Présenté en compétition au dernier Festival de Cannes, le dernier film d'Arnaud Desplechin est loin d'être son plus accessible. En plus des quelques scènes de fiction durant lesquelles l'on suit le personnage qu'il a créé et fait évoluer tout au long de sa filmographie, Paul Dedalus, le film convoque également le documentaire, l'essai et l'autoportrait pour nous proposer une oeuvre d'une très grande richesse.
Une large partie du long métrage est en effet consacrée à une vaste réflexion sur le cinéma et sur ce que représente le statut de spectateur pour le réalisateur, mais également pour des intervenants à qui il a décidé de donner la parole.
Ultra théorique, le film en refroidira certainement plus d'un.
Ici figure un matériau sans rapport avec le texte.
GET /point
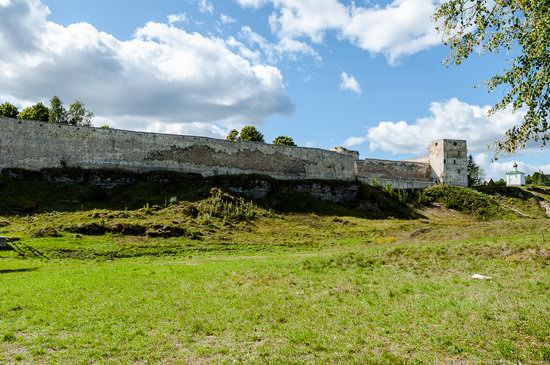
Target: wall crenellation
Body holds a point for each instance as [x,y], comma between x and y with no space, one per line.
[34,146]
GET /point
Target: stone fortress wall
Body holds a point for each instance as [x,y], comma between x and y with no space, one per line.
[34,145]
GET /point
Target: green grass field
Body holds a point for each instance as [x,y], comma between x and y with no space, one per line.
[262,287]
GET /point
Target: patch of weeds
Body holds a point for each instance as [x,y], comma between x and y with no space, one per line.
[9,337]
[342,262]
[89,229]
[466,200]
[226,207]
[46,232]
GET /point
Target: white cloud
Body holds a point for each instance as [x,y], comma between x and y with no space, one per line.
[251,3]
[206,6]
[397,29]
[288,48]
[454,119]
[162,75]
[226,19]
[355,141]
[348,82]
[177,18]
[450,119]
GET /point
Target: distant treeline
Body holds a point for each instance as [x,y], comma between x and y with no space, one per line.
[76,114]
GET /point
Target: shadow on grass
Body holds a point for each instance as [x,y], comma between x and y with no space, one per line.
[11,271]
[74,189]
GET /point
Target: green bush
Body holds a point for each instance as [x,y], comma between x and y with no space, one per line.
[284,141]
[465,200]
[38,112]
[8,110]
[226,207]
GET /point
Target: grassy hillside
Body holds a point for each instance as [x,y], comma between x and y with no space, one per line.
[135,275]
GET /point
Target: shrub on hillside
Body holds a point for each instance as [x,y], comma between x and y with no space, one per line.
[465,200]
[284,141]
[8,110]
[226,207]
[38,112]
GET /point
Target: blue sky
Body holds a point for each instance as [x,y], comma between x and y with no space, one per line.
[366,75]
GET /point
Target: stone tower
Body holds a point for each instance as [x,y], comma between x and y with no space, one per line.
[449,161]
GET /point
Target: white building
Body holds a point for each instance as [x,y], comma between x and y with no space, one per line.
[515,177]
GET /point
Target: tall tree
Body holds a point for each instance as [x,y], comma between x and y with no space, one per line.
[521,27]
[8,110]
[38,112]
[475,173]
[79,115]
[251,134]
[58,114]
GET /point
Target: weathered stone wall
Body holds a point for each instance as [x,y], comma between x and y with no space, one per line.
[399,174]
[449,161]
[34,146]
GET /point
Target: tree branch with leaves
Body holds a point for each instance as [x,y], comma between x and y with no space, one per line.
[521,26]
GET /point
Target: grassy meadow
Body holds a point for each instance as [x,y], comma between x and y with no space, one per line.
[222,280]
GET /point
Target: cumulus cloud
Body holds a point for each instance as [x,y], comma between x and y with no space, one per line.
[450,119]
[454,119]
[288,48]
[226,19]
[348,82]
[163,75]
[397,29]
[206,6]
[177,18]
[251,3]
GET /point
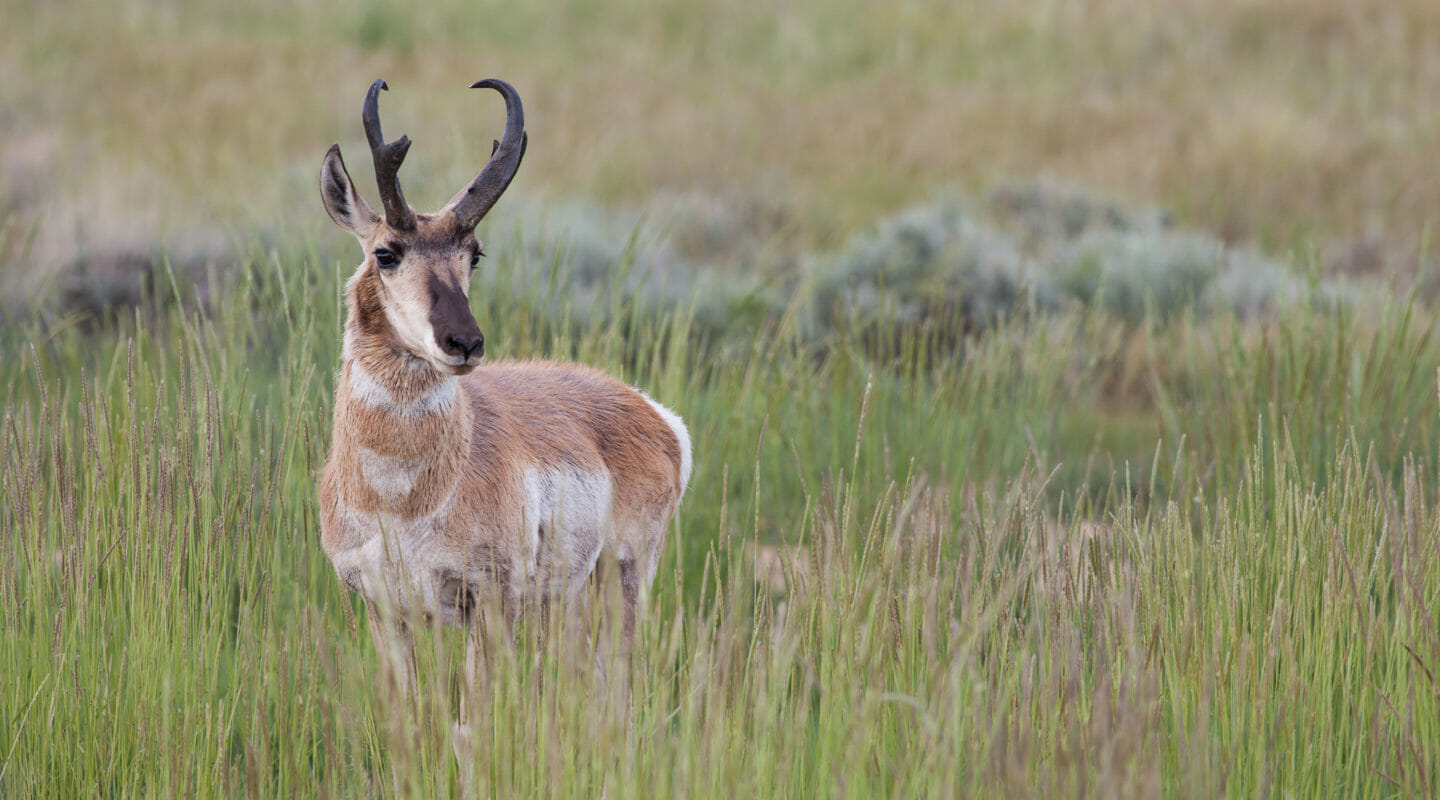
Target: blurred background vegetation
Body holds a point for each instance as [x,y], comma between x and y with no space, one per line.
[959,151]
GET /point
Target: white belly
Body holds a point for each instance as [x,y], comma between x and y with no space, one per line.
[565,521]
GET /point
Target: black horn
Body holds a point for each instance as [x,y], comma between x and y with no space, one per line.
[475,200]
[388,157]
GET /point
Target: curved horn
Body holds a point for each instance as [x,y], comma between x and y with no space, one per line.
[473,202]
[388,158]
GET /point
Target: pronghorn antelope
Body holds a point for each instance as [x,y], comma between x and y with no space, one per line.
[450,481]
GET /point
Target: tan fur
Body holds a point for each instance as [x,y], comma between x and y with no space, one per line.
[450,482]
[467,465]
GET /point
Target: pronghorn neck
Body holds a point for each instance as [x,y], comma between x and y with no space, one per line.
[385,377]
[402,428]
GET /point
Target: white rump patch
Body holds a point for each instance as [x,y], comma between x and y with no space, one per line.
[677,426]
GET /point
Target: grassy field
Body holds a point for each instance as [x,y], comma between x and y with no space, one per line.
[1121,482]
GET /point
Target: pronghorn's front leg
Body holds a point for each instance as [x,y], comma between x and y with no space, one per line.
[471,692]
[396,649]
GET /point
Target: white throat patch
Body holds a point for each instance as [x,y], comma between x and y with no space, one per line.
[369,392]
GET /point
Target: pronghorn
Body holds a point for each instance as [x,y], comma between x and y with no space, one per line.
[447,479]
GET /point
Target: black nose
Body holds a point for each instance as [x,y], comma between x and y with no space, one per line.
[465,347]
Une séquence avec Micha Lesco en Professeur des Universités, par exemple, nous raconte de manière éclairante que le passage du théâtre au cinéma correspond dans l'Histoire à l'introduction de la démocratie participative. Ainsi, de la même façon que chaque électeur déléguait désormais son vote à un député, le spectateur déléguait son point de vue au réalisateur. Ce point de vue ne dépendant plus, comme au théâtre, de l'endroit à partir duquel il appréhendait le spectacle depuis la salle. Passionnant.
Voilà donc le genre de pensées développées tout au long de ce film tout à fait singulier qui fait se mêler interviews et souvenirs personnels à des extraits de films cultes, illustrant la richesse de ce média qui nous réunit tous ici et nous fait tant vibrer.
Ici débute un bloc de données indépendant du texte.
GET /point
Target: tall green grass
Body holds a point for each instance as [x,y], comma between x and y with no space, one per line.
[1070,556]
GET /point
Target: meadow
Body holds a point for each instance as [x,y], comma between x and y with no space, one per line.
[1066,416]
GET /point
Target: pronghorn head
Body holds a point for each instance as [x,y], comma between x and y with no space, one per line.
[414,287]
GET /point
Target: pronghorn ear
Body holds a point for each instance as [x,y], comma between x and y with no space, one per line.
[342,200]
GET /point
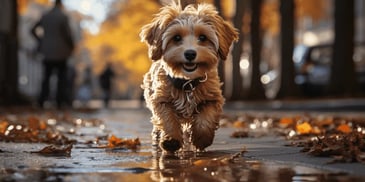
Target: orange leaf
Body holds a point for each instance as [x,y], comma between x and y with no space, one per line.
[3,126]
[344,128]
[304,128]
[286,121]
[33,123]
[239,124]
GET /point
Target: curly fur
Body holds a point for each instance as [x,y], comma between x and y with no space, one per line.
[185,44]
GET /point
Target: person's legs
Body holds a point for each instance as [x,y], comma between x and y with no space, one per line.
[61,83]
[47,72]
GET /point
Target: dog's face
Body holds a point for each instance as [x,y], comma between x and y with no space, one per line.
[190,41]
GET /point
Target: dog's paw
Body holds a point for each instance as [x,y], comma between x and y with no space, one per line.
[171,145]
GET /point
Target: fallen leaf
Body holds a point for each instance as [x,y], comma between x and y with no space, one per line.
[344,128]
[304,128]
[53,150]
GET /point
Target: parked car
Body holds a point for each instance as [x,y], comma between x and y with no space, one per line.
[313,68]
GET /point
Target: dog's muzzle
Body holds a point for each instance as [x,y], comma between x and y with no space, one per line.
[187,85]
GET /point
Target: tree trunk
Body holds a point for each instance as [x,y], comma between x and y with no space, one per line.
[9,94]
[237,81]
[288,88]
[221,66]
[343,81]
[256,90]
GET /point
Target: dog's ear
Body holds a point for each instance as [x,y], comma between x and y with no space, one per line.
[226,35]
[152,32]
[226,32]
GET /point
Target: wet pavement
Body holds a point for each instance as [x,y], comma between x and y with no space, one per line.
[265,158]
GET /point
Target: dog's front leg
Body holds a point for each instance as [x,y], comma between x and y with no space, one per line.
[205,124]
[170,127]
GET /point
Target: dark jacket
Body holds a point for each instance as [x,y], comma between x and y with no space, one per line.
[56,42]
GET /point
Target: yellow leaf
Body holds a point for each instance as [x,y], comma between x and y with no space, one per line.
[344,128]
[304,128]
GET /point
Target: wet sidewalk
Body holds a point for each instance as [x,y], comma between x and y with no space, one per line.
[265,158]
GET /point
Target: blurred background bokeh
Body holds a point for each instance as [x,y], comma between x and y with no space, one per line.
[287,49]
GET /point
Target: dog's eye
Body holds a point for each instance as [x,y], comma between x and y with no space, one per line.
[177,38]
[202,38]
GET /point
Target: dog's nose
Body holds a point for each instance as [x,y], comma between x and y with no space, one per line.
[190,54]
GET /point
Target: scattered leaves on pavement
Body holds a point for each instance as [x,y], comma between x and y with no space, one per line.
[342,138]
[61,130]
[115,142]
[53,150]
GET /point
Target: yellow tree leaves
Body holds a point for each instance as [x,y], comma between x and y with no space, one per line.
[118,42]
[311,8]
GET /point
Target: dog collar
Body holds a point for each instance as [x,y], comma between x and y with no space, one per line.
[187,85]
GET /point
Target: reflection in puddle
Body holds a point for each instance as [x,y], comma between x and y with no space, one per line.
[188,166]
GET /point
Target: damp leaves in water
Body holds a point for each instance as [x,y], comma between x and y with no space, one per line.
[342,138]
[55,151]
[115,142]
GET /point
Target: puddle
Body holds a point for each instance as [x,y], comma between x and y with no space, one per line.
[89,162]
[189,166]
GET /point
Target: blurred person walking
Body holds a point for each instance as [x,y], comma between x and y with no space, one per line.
[56,45]
[105,80]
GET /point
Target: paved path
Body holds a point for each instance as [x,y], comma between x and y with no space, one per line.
[131,122]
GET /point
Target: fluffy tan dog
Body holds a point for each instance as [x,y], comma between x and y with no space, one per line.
[182,85]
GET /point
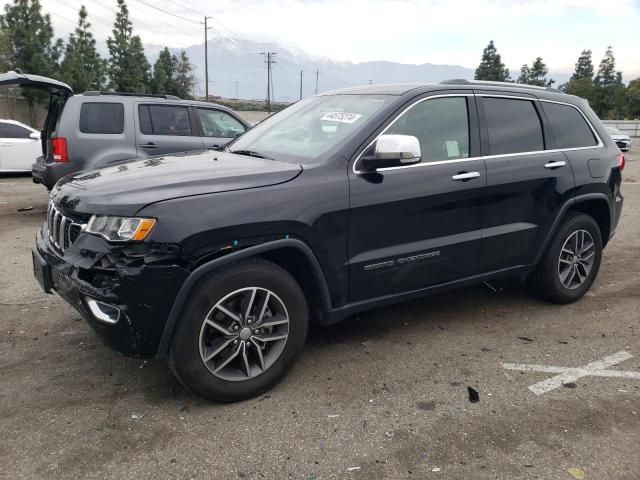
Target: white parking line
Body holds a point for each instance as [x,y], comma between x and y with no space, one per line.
[570,375]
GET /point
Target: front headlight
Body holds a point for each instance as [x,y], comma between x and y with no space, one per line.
[120,229]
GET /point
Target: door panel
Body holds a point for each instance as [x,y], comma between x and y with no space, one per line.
[526,185]
[414,227]
[164,129]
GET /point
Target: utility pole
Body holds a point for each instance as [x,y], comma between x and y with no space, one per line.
[270,61]
[300,84]
[206,60]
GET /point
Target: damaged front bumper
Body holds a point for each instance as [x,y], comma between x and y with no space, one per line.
[125,293]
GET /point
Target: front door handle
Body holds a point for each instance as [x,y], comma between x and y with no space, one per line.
[464,176]
[558,164]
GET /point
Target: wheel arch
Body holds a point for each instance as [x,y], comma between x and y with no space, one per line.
[588,203]
[293,255]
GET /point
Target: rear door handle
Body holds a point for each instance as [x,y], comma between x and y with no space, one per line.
[464,176]
[557,164]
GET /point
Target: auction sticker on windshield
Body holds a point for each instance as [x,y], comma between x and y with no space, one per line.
[341,117]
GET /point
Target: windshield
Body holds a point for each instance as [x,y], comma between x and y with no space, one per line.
[308,129]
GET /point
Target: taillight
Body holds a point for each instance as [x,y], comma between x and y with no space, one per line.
[59,148]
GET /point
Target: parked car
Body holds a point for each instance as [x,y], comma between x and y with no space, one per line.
[348,200]
[96,129]
[19,146]
[623,141]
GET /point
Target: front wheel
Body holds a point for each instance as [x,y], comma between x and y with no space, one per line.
[572,260]
[242,329]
Dans les passages fictionnels, l'originalité réside dans le fait que l'on suit le personnage mythique de Paul Dedalus interprété par cinq acteurs, à différents moments de sa vie. Parmi eux, l'on est heureux de retrouve le jeune Milo Machado-Graner qui nous avait impressionné dans Anatomie d'une Chute.
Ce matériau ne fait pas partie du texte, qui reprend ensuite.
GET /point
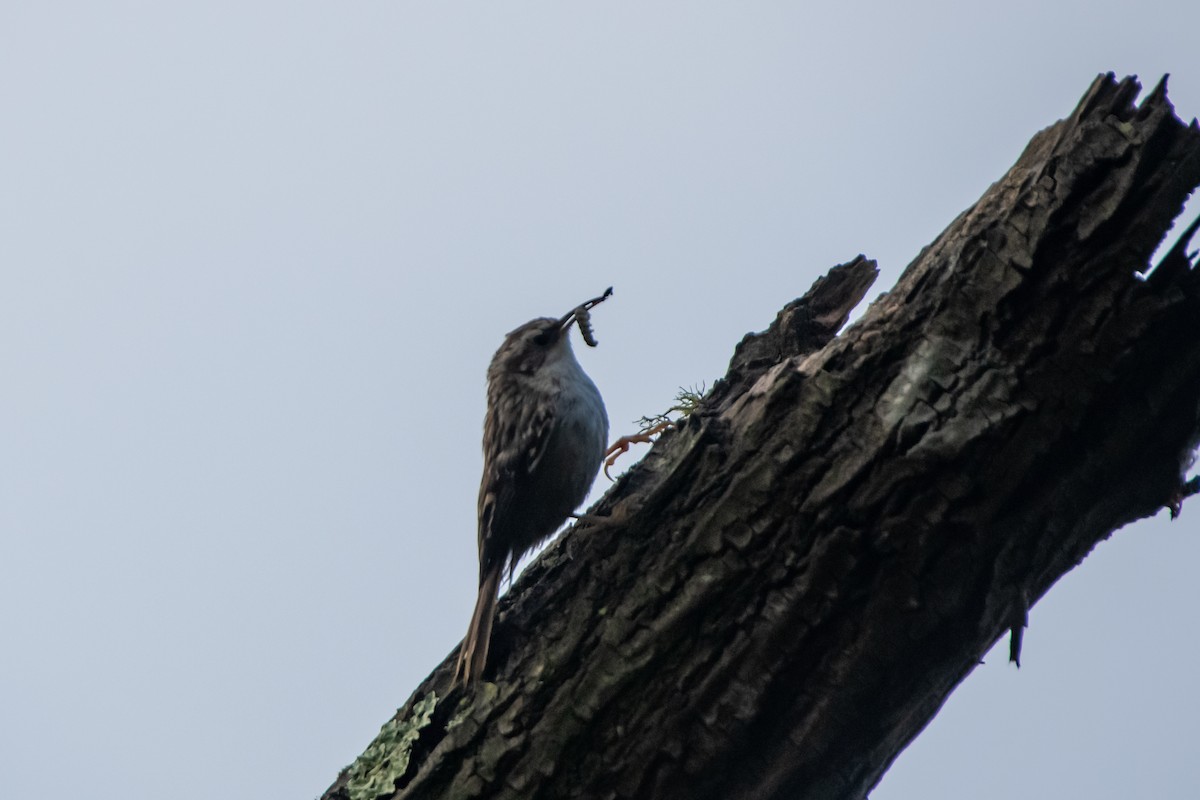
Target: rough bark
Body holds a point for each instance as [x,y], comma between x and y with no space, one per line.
[798,577]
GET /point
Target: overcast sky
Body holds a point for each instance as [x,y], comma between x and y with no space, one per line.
[256,257]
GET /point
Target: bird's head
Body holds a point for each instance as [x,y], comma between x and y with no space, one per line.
[545,340]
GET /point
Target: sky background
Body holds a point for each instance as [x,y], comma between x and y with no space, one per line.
[257,256]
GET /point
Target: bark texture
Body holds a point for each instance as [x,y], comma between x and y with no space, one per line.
[798,576]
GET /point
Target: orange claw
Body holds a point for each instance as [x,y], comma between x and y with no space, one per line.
[622,445]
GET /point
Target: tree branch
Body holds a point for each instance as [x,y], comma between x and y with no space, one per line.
[798,577]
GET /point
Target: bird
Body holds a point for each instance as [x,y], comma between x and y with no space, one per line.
[545,434]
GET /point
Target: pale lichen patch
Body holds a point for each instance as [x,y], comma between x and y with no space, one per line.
[385,759]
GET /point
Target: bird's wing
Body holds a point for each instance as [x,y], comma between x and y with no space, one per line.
[515,438]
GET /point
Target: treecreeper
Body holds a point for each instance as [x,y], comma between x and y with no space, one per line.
[545,434]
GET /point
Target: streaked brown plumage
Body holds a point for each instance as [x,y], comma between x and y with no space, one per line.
[544,438]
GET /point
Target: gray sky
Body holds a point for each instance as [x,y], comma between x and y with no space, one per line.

Spectateurs ! est donc un film qui assume totalement son côté "intello" et foisonnant mais une belle déclaration d'amour au cinéma qui parviendra malgré tout à toucher les plus passionnés de par la finesse de son propos et la nostalgie véhiculée par les images qu'il convoque, qui donnent envie de se précipiter dans les salles pour toujours plus d'émotions.